AFP — La police antiterroriste britannique a ouvert jeudi une enquête sur des vidéos en ligne du groupe de rap irlandais Kneecap après que le groupe a nié soutenir le Hamas et le Hezbollah ou inciter à la violence contre des politiciens britanniques.

L’annonce est intervenue alors que près de 40 autres groupes et artistes, parmi lesquels Pulp, Paul Weller et Primal Scream, se sont ralliés au groupe dans une dispute croissante sur les messages politiques lors de ses concerts.
D’autres artistes ont offert leur soutien, notamment The Pogues, Massive Attack, Dexys et Thin Lizzy.
« En tant qu’artistes, nous ressentons le besoin d’exprimer notre opposition à toute répression politique de la liberté artistique », a déclaré le groupe dans une déclaration commune.
Ils ont ajouté qu’il y avait eu une « tentative claire et concertée de censurer et finalement de déplateformer » le trio pour ses critiques de la guerre d’Israël contre le Hamas à Gaza, ainsi que du colonialisme britannique en Irlande et au-delà.
Depuis que la dispute a éclaté, Kneecap a vu plusieurs concerts annulés, dont un dans le sud-ouest de l’Angleterre et trois en Allemagne.
Les festivals en République tchèque et aux Pays-Bas surveillent également la situation, selon l’agence de presse PA.
La police métropolitaine de Londres a déclaré que deux vidéos avaient été « transmises à l’unité de référence Internet antiterroriste pour évaluation par des agents spécialisés, qui ont déterminé qu’il y avait des motifs pour une enquête plus approfondie sur des infractions potentielles liées aux deux vidéos ».
L’enquête est « désormais menée par des officiers du commandement antiterroriste de la Met et les investigations sont toujours en cours à ce stade », a-t-il ajouté.
Le groupe Kneecap a présenté lundi ses excuses aux familles des hommes politiques britanniques assassinés et a nié tout soutien au Hamas et au Hezbollah.
– Appel à l’interdiction –
La dispute a commencé après que la police a déclaré dimanche qu’elle examinait des images vidéo.
Une vidéo semble montrer un membre du groupe criant « Debout le Hamas, debout le Hezbollah ».
Ces groupes, à Gaza et au Liban, sont interdits en tant qu’organisations terroristes au Royaume-Uni et il est criminel d’exprimer son soutien à leur égard.
Le Premier ministre irlandais, Michael Martin, a exhorté le groupe à clarifier s’il soutenait ou non les groupes.
Une vidéo du trio de rap de Belfast, lors d’un concert en 2023, a également été diffusée, montrant l’un des membres déclarant : « Le seul bon conservateur est un conservateur mort.
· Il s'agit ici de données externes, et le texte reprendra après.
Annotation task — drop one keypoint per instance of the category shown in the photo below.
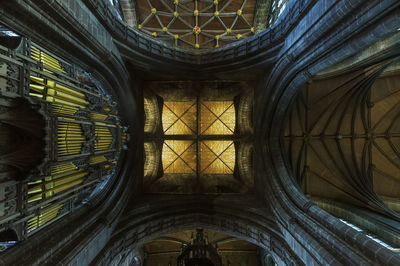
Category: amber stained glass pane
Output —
(179, 118)
(217, 118)
(217, 157)
(179, 156)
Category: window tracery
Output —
(72, 121)
(215, 156)
(198, 139)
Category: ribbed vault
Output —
(342, 137)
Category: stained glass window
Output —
(217, 157)
(188, 149)
(179, 156)
(217, 118)
(179, 118)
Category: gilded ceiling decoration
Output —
(183, 156)
(197, 23)
(198, 137)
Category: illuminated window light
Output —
(217, 118)
(179, 157)
(179, 118)
(217, 157)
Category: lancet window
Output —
(65, 134)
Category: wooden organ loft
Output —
(60, 133)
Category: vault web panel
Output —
(197, 23)
(179, 118)
(179, 157)
(217, 118)
(217, 157)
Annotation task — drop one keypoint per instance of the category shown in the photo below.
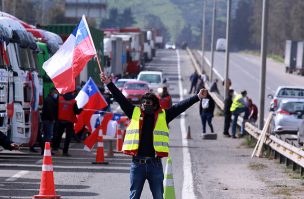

Tuez votre député local. »
La famille du député conservateur David Amess, mortellement poignardé par un partisan du groupe État islamique en 2021, a demandé des excuses à Kneecap tandis que le chef du parti, Kemi Badenoch, a demandé l’interdiction du groupe.
D’autres politiciens ont exhorté les organisateurs du festival de Glastonbury à les retirer de la programmation de cette année.
Dans son démenti publié lundi soir, Kneecap a déclaré que les images vidéo avaient été « délibérément sorties de leur contexte ».
« Soyons clairs : nous ne soutenons pas et n’avons jamais soutenu le Hamas ni le Hezbollah », a-t-il déclaré, ajoutant que le groupe ne chercherait jamais à inciter à la violence contre un député ou un individu. Jamais.
« Aux familles Amess et Cox, nous adressons nos plus sincères excuses, nous n’avons jamais eu l’intention de vous blesser », a-t-il déclaré, faisant également référence à la députée travailliste Jo Cox, assassinée en 2016 par un sympathisant néonazi une semaine avant le référendum controversé sur le Brexit.
La fille d’Amess, Katie, a toutefois salué l’enquête menée par la police antiterroriste.
« La rhétorique de Kneecap est non seulement odieuse, mais constitue également une menace directe pour la sécurité et le bien-être des élus », a-t-elle déclaré.
La guerre à Gaza a été provoquée par une attaque en Israël menée par des militants du Hamas le 7 octobre 2023, qui a entraîné la mort de 1 218 personnes, principalement des civils, selon un décompte de l’AFP basé sur des chiffres officiels israéliens.
La réponse militaire israélienne à Gaza a provoqué une crise humanitaire et tué au moins 52 243 personnes, principalement des civils, selon le ministère de la Santé du territoire palestinien contrôlé par le Hamas.